Lo que produce malestar no es que las autoridades no sepan qué hacer, ni que las cosas no se hagan: es la sensación de que sistemáticamente se hacen mal o a medias. Así lo advertía el Informe del PNUD sobre Desarrollo Humano en Chile de 2009. Los motivos -añadía- son siempre los mismos: que los expertos erraron en sus cálculos, que no se tomó en cuenta el comportamiento de los usuarios, o que no se previó la resistencia de los actores sociales concernidos. El informe concluía con un llamado a prestar menos atención a las normas y a las instituciones, y más a las "prácticas"; menos a las teorías y "modelos de desarrollo", y más a "la manera de hacer las cosas".
Las prácticas no son inmutables, dice el informe, confirmando así que el PNUD está lejos de una posición conservadora. Ellas pueden ser cambiadas, y en el caso de Chile, es aquí donde está la clave del desarrollo. Pero no se pueden cambiar si no se comprenden; y no se comprenden si uno no se acerca a ellas con delicadeza, y hasta cierto punto con cariño.
Las prácticas no son baladíes. No son simples reflejos de los "intereses de clase", ni meras expresiones de una "falsa conciencia". El siglo XX probó que esta visión es la que pavimenta el camino para que una élite iluminada se sienta con el derecho a imponer su propia manera de hacer las cosas, pasando por sobre las creencias, memorias, hábitos y conocimientos de los pueblos. Tal pretensión estuvo en el origen del totalitarismo, y desembocó en fracasos colosales. Quedó una lección: que las prácticas no pueden ser obviadas ni transformadas al antojo de los grupos dirigentes. Ellas se resisten, se desplazan, se camuflan, y cuando ya se creían desaparecidas, vuelven a surgir, igual como lo hacen los recuerdos y los deseos. En pocas palabras, son duras de torcer y de matar.
¿Cómo cambiar las prácticas y cómo promover nuevas?

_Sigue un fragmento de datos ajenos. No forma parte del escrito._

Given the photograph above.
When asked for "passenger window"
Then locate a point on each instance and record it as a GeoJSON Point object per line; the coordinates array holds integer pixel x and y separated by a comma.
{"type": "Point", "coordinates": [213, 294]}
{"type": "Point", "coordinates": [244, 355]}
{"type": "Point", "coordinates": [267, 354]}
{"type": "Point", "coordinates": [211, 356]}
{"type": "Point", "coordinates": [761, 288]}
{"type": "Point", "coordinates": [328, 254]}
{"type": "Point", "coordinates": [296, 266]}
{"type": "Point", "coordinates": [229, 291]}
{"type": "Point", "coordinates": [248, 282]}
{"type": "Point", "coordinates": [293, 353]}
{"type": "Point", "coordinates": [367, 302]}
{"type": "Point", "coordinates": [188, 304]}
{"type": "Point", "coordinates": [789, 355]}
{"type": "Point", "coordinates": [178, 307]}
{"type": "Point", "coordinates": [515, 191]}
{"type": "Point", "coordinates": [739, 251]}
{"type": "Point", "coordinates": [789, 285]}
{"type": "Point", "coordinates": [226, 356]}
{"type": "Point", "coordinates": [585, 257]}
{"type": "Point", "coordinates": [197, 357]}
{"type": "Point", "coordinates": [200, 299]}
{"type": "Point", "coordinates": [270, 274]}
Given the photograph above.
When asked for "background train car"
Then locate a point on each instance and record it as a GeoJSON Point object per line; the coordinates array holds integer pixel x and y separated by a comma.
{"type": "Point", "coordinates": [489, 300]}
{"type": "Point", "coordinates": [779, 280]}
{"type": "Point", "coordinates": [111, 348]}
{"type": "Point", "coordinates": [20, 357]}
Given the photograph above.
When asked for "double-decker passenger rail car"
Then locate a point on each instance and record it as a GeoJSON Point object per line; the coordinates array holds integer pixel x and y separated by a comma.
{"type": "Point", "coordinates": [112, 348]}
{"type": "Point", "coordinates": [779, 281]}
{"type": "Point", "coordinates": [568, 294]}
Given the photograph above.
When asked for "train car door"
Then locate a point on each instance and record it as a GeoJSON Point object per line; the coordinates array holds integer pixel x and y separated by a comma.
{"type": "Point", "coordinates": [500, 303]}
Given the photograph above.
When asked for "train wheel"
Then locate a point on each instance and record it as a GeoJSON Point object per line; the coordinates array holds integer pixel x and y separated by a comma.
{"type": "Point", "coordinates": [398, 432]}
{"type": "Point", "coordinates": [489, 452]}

El Informe del PNUD advierte que son procesos largos, que suponen negociaciones con múltiples actores basadas en el principio de que todos aceptan la legitimidad de las experiencias y demandas de los otros. Procesos que desembocan en arreglos que todos los involucrados estiman aceptables, aun si implican subordinar beneficios inmediatos en aras de un proyecto de largo aliento. Para arribar a este resultado se requieren algunas competencias, agrega el informe: entre ellas, talento para fabricar relatos que integren la tensión entre la temporalidad corta y las ventajas de largo plazo; serenidad para avanzar gradualmente, posibilitando la reflexividad, la retroalimentación y el aprendizaje; y diplomacia para crear confianzas, canalizar conflictos e idear compromisos aceptables para todos. Las dicotomías del tipo todo-nada, o salvación-catástrofe, tan útiles para desatar revoluciones, en este caso son fatales. Para transformar o crear prácticas es preferible la calma y la duda del artesano que la premura y la certeza del revolucionario o del tecnócrata.
Los informes del PNUD han sido una recurrente fuente de inspiración para las corrientes que hoy están en el gobierno. Resulta disonante, por lo mismo, la distancia entre sus recomendaciones y la forma como se han presentado algunas de las reformas contenidas en su programa. Lo que se aprecia es un exagerado enamoramiento con teorías, modelos y estudios académicos, sumado a una fe incondicional en los efectos de los cambios normativos e institucionales, y, de otro lado, cierta displicencia hacia las prácticas de las personas y los dispositivos concretos en que se materializan. Los que se oponen a las reformas ocupan el mismo paradigma. El resultado es una polémica entre especialistas que se lanzan entre sí "evidencias científicas", pero que hacen caso omiso del conocimiento incrustado en la "manera de hacer las cosas" de los actores que serían beneficiados (o perjudicados) por las mentadas reformas. Huelga decirlo, pero este enfoque está muy lejos del Informe del PNUD de 2009.